Buaksib.com – Pemain gelandang asal Bosnia, Miralem Pjanic, mengatakan jika dia sejatinya bisa saja bergabung dengan Juventus pada tahun 2014. Namun, dia memilih menundanya karena dia menilai jika lini tengah Si Nyonya Tua masih dihuni oleh gelandang-gelandang top dunia seperti Andrea Pirlo.

Pjanic Sempat tunda Kepindahannya ke Juventus, Kenapa?
Miralem Pjanic, pemain Juventus.

 

Pjanic sendiri datang ke Juventus pada tahun 2016 lalu. Dia didatangkan dari AS Roma dengan dipatok harga sekitar 32 juta euro. Dia sempat memperkuat AS Roma selama lima musim setelah didatangkan dari klub asal Prancis, Lyon.

Miralem Pjanic mengatakan jika dia menunda untuk pindah ke Juventus pada tahun 2014 karena lini tengah Si Nyonya Tua pada saat itu sangat bagus. Jadi, dia menilai akan sangat sulit untuk ditembus olehnya. Hal ini karena di lini tengah ada pemain seperti Arturo Vidal, Paul Pogba, dan Andrea Pirlo.

Pjanic juga mengatakan jika para gelandang tersebut adalah pemain terbaik dunia. Dia juga melihatnya dengan realistis jika dan meyakini akan kesulitan untuk bersaing dengan mereka. Maka dari itu, dia memilih untuk menunda kepindahannya dan memilih bertahan di Roma terlebih dahulu.

“Saya bisa pindah ke Juventus dua tahun sebelumnya. Saya pikir saya akan menjadi yang terbaik saat itu.
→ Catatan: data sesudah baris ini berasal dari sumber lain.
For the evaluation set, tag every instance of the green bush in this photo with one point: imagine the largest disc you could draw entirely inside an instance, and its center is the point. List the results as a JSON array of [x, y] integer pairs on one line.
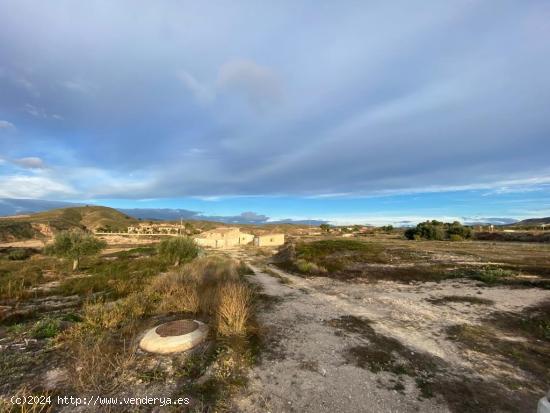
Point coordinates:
[[178, 250], [74, 245], [436, 230], [19, 254], [307, 267], [46, 328]]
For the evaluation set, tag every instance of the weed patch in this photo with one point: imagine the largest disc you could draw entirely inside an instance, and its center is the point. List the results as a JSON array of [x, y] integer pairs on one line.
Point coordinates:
[[432, 375], [460, 299]]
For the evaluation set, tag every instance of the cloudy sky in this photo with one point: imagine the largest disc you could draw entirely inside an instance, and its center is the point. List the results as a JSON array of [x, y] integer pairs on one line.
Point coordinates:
[[348, 111]]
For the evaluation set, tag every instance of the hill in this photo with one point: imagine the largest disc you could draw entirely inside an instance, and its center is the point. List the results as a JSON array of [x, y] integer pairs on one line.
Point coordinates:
[[532, 222], [46, 223]]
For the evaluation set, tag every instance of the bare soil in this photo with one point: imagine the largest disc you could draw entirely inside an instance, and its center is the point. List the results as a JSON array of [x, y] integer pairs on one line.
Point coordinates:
[[350, 346]]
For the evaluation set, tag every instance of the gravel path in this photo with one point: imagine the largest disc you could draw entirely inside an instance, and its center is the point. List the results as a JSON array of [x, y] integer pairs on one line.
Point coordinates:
[[304, 370], [306, 365]]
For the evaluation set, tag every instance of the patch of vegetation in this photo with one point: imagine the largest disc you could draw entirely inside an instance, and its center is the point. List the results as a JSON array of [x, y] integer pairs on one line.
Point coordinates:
[[432, 375], [74, 245], [460, 299], [436, 230], [282, 279], [46, 328], [207, 288], [490, 274], [330, 257], [528, 355], [178, 250], [137, 252], [114, 278], [13, 230], [533, 322], [20, 254], [18, 277]]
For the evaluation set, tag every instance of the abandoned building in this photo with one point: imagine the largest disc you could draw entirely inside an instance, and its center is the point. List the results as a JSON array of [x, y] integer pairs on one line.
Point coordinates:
[[155, 229], [232, 237], [269, 240], [223, 238]]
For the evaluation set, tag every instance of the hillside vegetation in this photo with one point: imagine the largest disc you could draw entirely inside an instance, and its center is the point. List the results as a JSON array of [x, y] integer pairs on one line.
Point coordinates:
[[86, 218]]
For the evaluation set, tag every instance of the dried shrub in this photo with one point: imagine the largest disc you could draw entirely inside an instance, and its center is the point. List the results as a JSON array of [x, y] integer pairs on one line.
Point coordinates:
[[234, 309]]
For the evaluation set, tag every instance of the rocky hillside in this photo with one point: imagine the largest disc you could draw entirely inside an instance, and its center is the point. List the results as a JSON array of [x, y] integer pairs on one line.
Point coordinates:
[[44, 224]]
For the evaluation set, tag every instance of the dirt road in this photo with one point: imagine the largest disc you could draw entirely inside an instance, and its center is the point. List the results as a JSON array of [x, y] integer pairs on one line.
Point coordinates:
[[351, 347]]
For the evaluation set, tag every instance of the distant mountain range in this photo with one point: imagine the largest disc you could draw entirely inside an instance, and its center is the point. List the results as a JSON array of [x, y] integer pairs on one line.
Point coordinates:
[[531, 222], [10, 207]]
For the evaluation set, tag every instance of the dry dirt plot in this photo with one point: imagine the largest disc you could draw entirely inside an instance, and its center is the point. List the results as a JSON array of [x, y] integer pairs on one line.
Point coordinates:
[[353, 345]]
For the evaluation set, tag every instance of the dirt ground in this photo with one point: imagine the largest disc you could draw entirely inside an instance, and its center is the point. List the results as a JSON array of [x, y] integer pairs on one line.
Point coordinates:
[[352, 346]]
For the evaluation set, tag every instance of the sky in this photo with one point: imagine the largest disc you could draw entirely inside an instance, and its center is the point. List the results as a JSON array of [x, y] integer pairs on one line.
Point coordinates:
[[349, 111]]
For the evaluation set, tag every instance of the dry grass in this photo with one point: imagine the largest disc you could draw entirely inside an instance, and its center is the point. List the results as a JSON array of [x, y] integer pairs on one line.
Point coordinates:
[[38, 400], [99, 364], [234, 309]]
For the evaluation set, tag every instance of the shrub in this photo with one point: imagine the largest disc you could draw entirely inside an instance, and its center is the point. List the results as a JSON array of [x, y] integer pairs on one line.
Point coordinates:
[[178, 250], [491, 274], [19, 254], [74, 244], [308, 267], [46, 328], [235, 299], [436, 230]]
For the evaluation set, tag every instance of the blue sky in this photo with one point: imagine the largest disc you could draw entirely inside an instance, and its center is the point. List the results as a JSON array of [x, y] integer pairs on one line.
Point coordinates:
[[352, 111]]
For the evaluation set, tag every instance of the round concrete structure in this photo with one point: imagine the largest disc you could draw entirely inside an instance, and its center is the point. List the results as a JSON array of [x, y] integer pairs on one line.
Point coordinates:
[[173, 337]]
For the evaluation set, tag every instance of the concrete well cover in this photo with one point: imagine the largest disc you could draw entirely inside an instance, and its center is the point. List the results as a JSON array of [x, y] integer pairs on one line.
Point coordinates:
[[174, 336]]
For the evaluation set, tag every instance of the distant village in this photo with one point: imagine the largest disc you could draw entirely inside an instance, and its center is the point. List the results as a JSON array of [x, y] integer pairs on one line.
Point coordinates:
[[224, 237]]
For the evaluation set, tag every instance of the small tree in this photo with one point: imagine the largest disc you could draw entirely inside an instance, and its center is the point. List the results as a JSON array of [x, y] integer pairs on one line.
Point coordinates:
[[74, 245], [178, 250]]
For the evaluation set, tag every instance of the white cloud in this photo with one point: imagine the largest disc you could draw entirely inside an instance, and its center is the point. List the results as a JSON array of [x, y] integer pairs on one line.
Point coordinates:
[[19, 186], [41, 113], [201, 92], [258, 84], [31, 162], [5, 125]]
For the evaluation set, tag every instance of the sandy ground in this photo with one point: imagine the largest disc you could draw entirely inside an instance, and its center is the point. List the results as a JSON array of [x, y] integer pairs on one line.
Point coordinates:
[[31, 243], [305, 370]]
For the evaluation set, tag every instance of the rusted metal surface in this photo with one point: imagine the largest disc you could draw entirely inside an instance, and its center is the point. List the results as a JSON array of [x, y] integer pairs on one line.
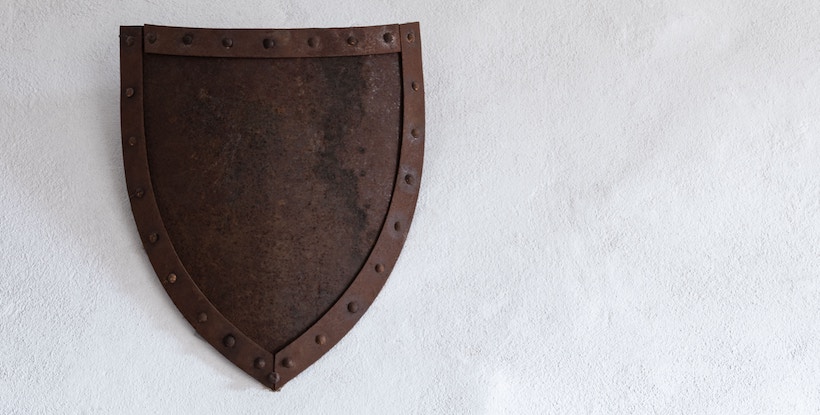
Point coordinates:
[[273, 175]]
Ada Pirlo, Pogba, Vidal, dan pemain luar biasa lainnya,” ucap Pjanic pada Sonny Anderson di Instagram, lewat Football Italia.

“Mereka bekerja dengan luar biasa. Langsung ke konteks itu akan rumit bagi saya. Lebih baik bagi saya untuk tinggal di Roma bersama Rudi Garcia,” sambungnya.
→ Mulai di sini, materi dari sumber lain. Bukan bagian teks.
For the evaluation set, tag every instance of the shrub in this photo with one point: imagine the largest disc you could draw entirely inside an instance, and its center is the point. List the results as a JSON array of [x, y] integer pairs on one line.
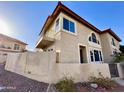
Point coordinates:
[[65, 85], [102, 81]]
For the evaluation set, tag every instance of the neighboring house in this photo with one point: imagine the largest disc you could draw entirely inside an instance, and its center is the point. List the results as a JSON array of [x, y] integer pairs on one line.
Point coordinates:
[[9, 44], [75, 40]]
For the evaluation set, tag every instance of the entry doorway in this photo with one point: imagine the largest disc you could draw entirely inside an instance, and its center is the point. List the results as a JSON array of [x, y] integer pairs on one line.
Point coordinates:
[[83, 54], [113, 70]]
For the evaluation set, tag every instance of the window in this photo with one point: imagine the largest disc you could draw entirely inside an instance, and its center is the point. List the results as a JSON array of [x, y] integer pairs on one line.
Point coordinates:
[[93, 38], [68, 25], [91, 56], [57, 25], [16, 47], [113, 42], [100, 55], [95, 55], [90, 38]]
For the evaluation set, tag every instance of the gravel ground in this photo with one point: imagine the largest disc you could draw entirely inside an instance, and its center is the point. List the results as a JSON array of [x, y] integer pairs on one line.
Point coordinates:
[[11, 82]]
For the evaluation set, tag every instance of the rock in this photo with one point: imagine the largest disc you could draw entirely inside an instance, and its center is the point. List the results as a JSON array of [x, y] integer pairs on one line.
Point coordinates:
[[93, 85]]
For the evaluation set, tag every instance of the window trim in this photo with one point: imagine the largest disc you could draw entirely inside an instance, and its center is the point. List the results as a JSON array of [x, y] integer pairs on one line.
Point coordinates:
[[15, 47], [58, 25], [113, 42], [75, 33], [97, 39], [100, 61]]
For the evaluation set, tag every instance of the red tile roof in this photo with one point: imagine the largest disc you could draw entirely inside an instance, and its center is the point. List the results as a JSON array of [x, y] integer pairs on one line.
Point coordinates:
[[10, 38], [62, 8]]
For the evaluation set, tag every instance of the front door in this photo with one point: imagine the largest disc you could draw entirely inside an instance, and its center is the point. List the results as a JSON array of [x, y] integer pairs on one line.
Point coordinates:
[[113, 70], [81, 55]]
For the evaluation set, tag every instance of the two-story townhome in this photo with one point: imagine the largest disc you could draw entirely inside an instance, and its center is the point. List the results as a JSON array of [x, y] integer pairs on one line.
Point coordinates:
[[75, 40]]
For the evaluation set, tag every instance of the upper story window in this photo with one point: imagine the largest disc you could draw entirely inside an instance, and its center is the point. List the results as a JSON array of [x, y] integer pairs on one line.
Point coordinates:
[[57, 25], [96, 55], [113, 42], [68, 25], [16, 47], [93, 38]]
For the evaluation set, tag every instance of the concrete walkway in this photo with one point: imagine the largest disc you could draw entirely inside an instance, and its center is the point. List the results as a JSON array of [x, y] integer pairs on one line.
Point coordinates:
[[120, 81]]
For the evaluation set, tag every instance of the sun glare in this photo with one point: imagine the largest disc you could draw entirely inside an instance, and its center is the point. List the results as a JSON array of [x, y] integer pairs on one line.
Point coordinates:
[[4, 27]]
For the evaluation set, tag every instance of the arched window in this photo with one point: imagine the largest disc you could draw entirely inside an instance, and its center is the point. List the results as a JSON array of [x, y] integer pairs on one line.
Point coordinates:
[[94, 38]]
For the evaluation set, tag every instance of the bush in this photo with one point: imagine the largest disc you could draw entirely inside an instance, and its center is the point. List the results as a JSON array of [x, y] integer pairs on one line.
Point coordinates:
[[102, 81], [65, 85]]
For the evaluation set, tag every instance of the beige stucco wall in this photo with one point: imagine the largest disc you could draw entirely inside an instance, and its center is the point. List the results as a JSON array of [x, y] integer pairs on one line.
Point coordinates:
[[68, 43], [34, 65], [41, 66], [82, 72]]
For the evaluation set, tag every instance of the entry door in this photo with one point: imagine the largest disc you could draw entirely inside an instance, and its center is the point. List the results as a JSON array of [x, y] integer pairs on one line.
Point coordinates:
[[113, 70], [81, 55]]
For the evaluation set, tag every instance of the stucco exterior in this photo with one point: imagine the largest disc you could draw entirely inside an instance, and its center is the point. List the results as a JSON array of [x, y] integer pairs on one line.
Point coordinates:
[[7, 44], [68, 43], [41, 66]]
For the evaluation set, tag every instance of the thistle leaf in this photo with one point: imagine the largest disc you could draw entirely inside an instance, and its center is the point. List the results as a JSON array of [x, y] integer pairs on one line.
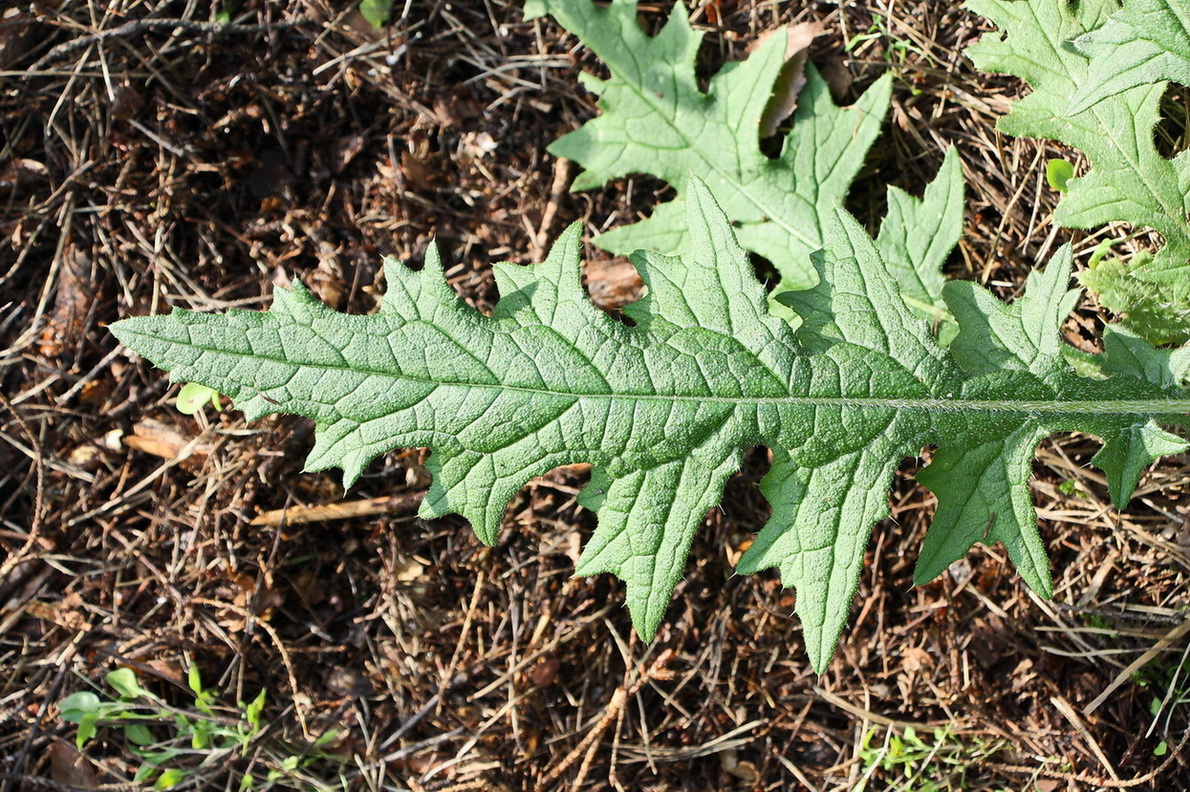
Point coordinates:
[[656, 120], [664, 409], [1108, 107]]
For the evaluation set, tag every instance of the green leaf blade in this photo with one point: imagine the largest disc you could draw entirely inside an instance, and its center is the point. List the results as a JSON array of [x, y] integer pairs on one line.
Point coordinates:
[[664, 409], [1090, 92]]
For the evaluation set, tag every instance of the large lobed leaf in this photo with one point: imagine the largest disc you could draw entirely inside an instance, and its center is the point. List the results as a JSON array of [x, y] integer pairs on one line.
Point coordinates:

Juventus adalah Lambang Kesempurnaan

Sang pemain juga mengatakan jika AS Roma adalah tim yang bagus. Namun, kelas mereka sudah pasti masih berada dibawah Juventus.

“Kami adalah tim yang bagus, kuat, tetapi tidak seperti Juventus. Mereka memiliki lingkungan yang hebat. Lalu saya berkata pada diri saya sendiri bahwa saatnya telah tiba untuk memasuki dunia Juve,” katanya.

“Ketika Anda memasuki ruang ganti dan melihat nama-nama legenda, Anda dapat mengatakan bahwa klub memiliki sejarah yang hebat. Ada DNA kemenangan dalam segalanya. Klub ini mewakili kesempurnaan, ia menang karena ia bekerja lebih keras daripada yang lain,” tegasnya.